Edges can be traversed or sampled from the graph. Edges that are traversed or sampled can be queried for their attributes, weights, or labels.

  • Traversed Edges Query

sampler = g.edge_sampler("buy", batch_size=3, strategy="random")
for i in range(5):
    edges = sampler.get()
    print(edges.src_ids) # shape: (3, )
    print(edges.dst_ids) # shape: (3, )
    print(edges.weights) # shape: (3, )
    print(edges.float_attrs) # shape: (3, float_attr_num)
  • Sampled edge attributes query

s = g.neighbor_sampler(["buy", "i2i"], expand_factor=[3, 2])
l = s.get(ids) # input ids: shape=(batch_size)

# 1 hop Edges object, i.e. buyi edge
l.layer_edges(1).weights # shape=(batch_size, 3)
l.layer_edges(1).float_attrs # shape=(batch_size, 3, float_attr_num)

# 2-hop Edges object, i.e. i2i edges
l.layer_edges(2).weights # shape=(batch_size * 3, 2)
l.layer_edges(2).float_attrs # shape=(batch_size * 3, 2, float_attr_num)

Sparse vertex/edge


The result of traversal, sampling is generally a `Nodes`/`Edges` object, which can be queried using the interface above.
In non-aligned sampling, the result is sparse.
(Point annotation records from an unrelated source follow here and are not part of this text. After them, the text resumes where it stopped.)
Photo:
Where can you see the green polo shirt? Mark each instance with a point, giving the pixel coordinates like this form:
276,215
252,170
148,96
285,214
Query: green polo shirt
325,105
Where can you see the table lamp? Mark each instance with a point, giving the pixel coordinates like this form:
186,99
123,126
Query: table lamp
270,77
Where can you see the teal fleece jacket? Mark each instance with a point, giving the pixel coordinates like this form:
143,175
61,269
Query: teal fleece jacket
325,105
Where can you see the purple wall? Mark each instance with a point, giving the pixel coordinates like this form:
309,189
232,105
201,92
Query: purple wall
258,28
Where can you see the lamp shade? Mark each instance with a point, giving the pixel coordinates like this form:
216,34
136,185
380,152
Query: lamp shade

For example, in full-neighbor sampling (i.e., neighbor sampling with the "full" strategy), the neighbors are not aligned because the number of neighbors per vertex is not fxied-size.

In the following, we use the "full" strategy as an example.
In the following, we illustrate the usage of the interface for sparse objects, using the edge property query with full neighbor sampling as an example.

Table 4: buy edge data

user item weight
1 3 0.2
1 0 0.1
1 2 0.0
2 1 0.1
4 1 0.5
4 2 0.3
s = g.neighbor_sampler("buy", expand_factor=0, strategy="full")
l = s.get(ids) # input ids: shape=(4)

# res['a'] # Nodes of [1, 2, 3, 4]
# res['b'] # SparseEdges

nodes = l.layer_nodes(1)
edges = l.layer_edges(1)

nodes.ids 
# array([3, 0, 2, 1, 1, 2])

edges.src_ids 
# array([1, 1, 1, 2, 4, 4])
edges.dst_ids
# array([3, 0, 2, 1, 1, 2])

nodes.offsets 
# [3, 1, 0, 2] 
# i.e. user1 has 3 neighbors, user2 has 1 neighbor, user3 has 0 neighbors, and user4 has 2 neighbors
edges.offsets 
# [3, 1, 0, 2]

nodes.dense_shape
# [4, 3]
# i.e. [number of seed vertices, maximum number of neighbors in seed vertices]
edges.dense_shape
# [4, 3]

nodes.indices
# [[0, 1], [0, 2], [0, 3], [1, 0], [3, 1], [3, 2]]
# The corresponding subscripts of src_ids in dense Nodes (same as dst_ids in dense Nodes)
# Corresponding dst dense Nodes.
# [[ 3, 0, 2],
# [ 1, -1, -1],
# [ -1, -1, -1 ],
# [ [1, 2, -1]]
edges.indices
# [[0, 1], [0, 2], [0, 3], [1, 0], [3, 1], [3, 2]]

edges.weights
# [0.2, 0.1, 0.0, 0.1, 0.5, 0.3]

# Iterate over all neighboring edges of each input vertex ids.
iterate = 0
for e in edges:
    print("Iterate {}:".format(iterate), e.dst_ids, e.weights)
    iterate += 1
# Iterate 0: [3, 0, 2], [0.2, 0.1, 0.0]
# Iterate 1: [1], [0.1],
# Iterate 2: [], []
# Iterate 3: [1, 2], [0.5, 0.3]

# Iterate over all neighboring vertices of each input vertex ids.
iterate = 0
for n in nodes:
    print("Iterate {}:".format(iterate), n.ids)
    iterate += 1
# Iterate 0: [3, 0, 2]
# Iterate 1: [1]
# Iterate 2: []
# Iterate 3: [1, 2]

Default value setting

For points and edges that do not exist in the graph, the query will return the default value:
label, with a default value of -1
int_attrs, default value is 0
float_attrs, default value is 0.0
string_attrs, the default value is ‘’
The default values of the int, float, and string attributes can be set via global system parameters.